Los principales trastornos alimenticios

Anorexia y bulimia afectan a varones y mujeres adultas

» Los expertos lo califican como un problema que no respeta edad ni condición social

MANUEL NOVOA médico nutriólogo del hospital de Oncología del Seguro Social, imparte una charla sobre anorexia a estudiantes de la Universidad "Dr. José Matías Delgado".FOTOS EDH / LISSETTE MONTERROSA

Múltiples factores inciden en el incremento de casos de personas con trastornos alimenticios conocidos en el mundo de la medicina como anorexia y bulimia. Y aunque no existen estadísticas precisas en el país, por tratarse en muchas ocasiones de un problema oculto, nutriólogos y sicólogos dan fe del aumento de estas enfermedades que no respetan edad ni condición social.

Se tiende a asociar la anorexia con las mujeres, pero, en la actualidad, los hombres tampoco escapan de sufrir este trastorno alimenticio en algún momento de su vida, según indicó Manuel Novoa, médico nutriólogo del Hospital de Oncología del Seguro Social.

Novoa dice que se entiende por anorexia aquella mujer u hombre que deja de ingerir alimentos, come muy poco o no come. A eso se añade que se somete a una actividad física extrema. Es sumamente delgada o delgado y, en los casos extremos, luce una figura esquelética.
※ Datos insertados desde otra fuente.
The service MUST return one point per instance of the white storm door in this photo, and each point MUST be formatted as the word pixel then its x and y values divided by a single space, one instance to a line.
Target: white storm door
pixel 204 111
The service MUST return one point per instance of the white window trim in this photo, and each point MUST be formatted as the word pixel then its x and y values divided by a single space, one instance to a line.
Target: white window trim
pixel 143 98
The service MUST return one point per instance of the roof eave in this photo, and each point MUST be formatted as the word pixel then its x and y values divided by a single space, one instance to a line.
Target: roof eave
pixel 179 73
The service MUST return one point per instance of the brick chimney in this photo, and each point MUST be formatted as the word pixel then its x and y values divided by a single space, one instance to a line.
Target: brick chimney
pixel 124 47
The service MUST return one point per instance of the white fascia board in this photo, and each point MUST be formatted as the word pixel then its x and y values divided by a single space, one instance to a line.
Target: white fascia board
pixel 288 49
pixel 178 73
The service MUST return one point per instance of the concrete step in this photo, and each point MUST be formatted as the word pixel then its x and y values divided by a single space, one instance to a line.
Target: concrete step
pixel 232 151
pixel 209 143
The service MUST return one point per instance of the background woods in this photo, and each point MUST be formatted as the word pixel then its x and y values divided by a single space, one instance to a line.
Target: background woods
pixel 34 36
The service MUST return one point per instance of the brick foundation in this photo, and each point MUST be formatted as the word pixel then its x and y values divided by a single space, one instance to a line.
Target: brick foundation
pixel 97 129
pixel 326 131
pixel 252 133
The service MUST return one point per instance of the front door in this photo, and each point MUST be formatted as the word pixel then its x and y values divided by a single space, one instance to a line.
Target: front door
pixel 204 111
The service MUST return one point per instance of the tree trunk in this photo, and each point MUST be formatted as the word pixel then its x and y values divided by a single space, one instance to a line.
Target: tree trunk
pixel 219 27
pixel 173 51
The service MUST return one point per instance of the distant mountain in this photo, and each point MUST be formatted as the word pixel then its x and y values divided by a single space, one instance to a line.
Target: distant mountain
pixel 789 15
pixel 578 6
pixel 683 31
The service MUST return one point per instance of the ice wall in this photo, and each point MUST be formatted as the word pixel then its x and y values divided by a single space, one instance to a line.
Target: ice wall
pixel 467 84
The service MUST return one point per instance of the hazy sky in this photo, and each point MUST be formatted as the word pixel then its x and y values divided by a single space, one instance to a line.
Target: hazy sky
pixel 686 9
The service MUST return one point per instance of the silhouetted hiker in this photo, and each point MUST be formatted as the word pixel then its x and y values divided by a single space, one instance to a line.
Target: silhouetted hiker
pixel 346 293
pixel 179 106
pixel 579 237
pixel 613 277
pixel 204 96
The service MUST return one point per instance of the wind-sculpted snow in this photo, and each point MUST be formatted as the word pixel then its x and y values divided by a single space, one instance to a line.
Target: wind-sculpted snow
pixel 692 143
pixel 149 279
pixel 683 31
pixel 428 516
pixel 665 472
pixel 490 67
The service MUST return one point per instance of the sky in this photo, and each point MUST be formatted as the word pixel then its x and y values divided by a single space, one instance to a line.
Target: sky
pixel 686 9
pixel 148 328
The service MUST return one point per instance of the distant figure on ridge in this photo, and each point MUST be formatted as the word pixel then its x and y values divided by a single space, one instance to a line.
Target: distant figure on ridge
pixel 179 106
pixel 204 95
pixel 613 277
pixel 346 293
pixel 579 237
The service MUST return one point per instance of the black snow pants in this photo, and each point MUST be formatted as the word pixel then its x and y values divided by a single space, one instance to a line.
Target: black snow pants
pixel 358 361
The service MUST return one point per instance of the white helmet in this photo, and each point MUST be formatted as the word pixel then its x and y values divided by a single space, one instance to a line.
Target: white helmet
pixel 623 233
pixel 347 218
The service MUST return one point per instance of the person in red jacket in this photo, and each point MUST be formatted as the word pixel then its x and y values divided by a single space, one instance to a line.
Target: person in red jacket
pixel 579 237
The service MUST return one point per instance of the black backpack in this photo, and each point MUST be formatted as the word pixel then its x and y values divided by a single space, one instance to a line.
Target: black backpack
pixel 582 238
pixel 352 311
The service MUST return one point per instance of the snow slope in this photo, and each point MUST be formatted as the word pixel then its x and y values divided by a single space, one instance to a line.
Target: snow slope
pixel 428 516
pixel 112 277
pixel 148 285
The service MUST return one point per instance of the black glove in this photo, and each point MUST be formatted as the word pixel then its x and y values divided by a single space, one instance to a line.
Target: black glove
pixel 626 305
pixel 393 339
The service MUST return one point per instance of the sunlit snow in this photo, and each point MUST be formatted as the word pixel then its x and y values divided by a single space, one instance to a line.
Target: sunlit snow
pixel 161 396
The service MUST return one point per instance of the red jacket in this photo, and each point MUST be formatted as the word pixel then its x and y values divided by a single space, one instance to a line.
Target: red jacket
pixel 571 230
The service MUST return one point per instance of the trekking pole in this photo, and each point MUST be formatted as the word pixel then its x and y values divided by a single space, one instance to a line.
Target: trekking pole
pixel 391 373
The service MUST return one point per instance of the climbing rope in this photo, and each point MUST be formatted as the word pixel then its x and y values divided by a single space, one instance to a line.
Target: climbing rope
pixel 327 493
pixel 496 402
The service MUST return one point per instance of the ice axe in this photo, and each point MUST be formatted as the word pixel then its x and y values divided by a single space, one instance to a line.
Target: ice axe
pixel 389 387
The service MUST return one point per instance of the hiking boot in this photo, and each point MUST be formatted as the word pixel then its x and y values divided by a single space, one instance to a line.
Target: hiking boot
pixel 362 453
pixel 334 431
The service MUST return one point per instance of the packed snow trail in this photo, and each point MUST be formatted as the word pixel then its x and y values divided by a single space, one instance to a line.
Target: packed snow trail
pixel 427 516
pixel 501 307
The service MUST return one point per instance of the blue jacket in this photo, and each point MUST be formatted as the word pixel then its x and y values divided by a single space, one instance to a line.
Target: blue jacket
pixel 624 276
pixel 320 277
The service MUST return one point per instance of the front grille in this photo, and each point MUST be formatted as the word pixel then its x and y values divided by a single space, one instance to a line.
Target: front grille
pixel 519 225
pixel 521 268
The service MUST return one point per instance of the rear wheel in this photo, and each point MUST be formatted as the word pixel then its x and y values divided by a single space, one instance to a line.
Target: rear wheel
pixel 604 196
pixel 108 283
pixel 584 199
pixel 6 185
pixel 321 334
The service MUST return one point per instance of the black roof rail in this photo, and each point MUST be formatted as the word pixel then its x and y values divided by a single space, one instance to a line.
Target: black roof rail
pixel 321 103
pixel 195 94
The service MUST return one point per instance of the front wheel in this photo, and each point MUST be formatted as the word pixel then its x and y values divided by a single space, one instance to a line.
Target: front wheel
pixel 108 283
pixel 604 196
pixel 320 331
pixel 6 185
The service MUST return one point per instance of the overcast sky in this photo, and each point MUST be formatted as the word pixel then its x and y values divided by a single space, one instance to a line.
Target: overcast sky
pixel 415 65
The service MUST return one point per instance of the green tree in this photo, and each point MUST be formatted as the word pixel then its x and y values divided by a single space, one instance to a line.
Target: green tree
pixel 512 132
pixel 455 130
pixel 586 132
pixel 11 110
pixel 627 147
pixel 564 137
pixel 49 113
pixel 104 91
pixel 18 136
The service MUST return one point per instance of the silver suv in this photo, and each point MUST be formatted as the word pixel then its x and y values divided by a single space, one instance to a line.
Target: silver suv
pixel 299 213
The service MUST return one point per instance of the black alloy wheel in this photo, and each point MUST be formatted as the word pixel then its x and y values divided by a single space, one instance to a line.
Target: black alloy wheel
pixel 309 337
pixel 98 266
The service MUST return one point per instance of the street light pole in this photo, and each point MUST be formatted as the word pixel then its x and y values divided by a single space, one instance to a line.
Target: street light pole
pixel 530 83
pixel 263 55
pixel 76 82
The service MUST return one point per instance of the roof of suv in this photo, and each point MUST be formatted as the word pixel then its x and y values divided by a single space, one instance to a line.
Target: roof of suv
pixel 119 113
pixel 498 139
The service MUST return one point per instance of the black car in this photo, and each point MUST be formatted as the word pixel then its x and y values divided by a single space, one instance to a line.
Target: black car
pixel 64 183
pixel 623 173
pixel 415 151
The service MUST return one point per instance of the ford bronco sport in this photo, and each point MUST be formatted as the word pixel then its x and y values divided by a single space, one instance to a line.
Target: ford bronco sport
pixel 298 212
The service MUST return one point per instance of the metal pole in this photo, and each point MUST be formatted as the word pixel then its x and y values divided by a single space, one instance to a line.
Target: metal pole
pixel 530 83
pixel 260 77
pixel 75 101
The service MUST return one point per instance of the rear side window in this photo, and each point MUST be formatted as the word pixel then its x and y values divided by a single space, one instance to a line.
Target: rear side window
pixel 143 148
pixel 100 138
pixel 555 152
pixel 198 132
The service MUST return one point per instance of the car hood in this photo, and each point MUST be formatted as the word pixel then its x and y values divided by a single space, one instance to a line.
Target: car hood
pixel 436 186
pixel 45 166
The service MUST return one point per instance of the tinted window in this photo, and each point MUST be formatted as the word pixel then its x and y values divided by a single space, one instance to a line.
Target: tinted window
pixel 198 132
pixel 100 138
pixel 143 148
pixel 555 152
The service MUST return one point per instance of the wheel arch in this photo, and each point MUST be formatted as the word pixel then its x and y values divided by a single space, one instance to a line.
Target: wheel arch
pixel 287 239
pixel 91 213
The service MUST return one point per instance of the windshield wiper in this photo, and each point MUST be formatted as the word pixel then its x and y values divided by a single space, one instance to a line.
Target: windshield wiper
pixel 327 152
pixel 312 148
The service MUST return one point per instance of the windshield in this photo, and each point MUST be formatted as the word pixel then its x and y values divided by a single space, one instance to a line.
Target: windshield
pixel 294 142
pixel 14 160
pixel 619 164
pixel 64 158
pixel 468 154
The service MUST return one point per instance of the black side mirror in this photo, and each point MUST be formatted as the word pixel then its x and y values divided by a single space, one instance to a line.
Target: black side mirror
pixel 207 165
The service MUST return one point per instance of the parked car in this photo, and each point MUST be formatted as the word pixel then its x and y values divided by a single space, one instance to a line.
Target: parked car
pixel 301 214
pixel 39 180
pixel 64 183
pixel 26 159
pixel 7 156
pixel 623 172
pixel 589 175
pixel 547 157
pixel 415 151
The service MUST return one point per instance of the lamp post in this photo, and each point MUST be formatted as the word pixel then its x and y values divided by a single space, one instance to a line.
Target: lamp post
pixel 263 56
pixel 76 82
Quienes padecen bulimia usualmente tienen un peso adecuado; a veces pasan sin comer, pero cuando lo hacen es en exceso. Novoa lo califica como "atracones inmensos" seguidos por el uso de laxantes o el vómito inducido para mantener su peso.

¿Qué lleva a una persona a este tipo de trastornos? La sicóloga clínica Claralicia Martínez, quien también es colaboradora de la Asociación Estima, considera que aparte de la predisposición genética que tenga el paciente y de la presión que la sociedad misma ejerce a través de los medios de comunicación, en cuanto al modelo de persona ideal y de éxito (delgada), hay un factor detonante emocional que el individuo no puede o no quiere tolerar y cree encontrar en estos trastornos la solución a sus problemas.

"Si yo no como, vengo tan cansada que no siento, si yo me atraco (comer mucho), pienso como voy a eliminar esa comida que consumí, la distrae del problema original, ya no tienen sentimiento de eso. Lo que hacemos es sedar nuestros sentimientos ante un problema en particular", argumentó Martínez.

Estas conductas no sólo desmejoran la salud mental de las personas, la condición física sufre severos daños como consecuencia de los malos hábitos alimenticios.

"Involucra a todos los órganos vitales del organismo", expresó Novoa. Mencionó males que van desde la ausencia del ciclo menstrual por la pérdida de peso, ya que la poca grasa en el cuerpo impide una ovulación normal que también puede desencadenar en una osteoporosis prematura que las predispone a fracturas constantes.

Otras sintomatologías relacionadas con los trastornos citados son la alta incidencia de infecciones de vías urinarias, cálculos en los riñones, insuficiencia cardíaca y anemia. En esta última enfermedad el nivel de la sangre puede llegar a ser incompatible con la vida, causando la muerte.

Tanto Novoa como Martínez manifiestan que las personas que padecen estos problemas alimenticios sobresalen intelectualmente, pero cuando llegan a cuadros de anorexia altamente desarrollados se vuelven incapaces de tomar juicios adecuados.

Amén del alza de casos de anorexia y bulimia, los expertos revelan que ambas patologías ya no son sólo un problema de adolescentes. A las clínicas de Novoa y de Martínez llegan más mujeres en edad media cercanas a la menopausia, personas que ya son abuelos y aún casos más críticos atendidos por Martínez, de niños entre siete y nueve años.

Esta temática se abordó ayer en un foro realizado por la facultad de Agricultura e Investigación Agrícola, de la Universidad "Dr. José Matías Delgado".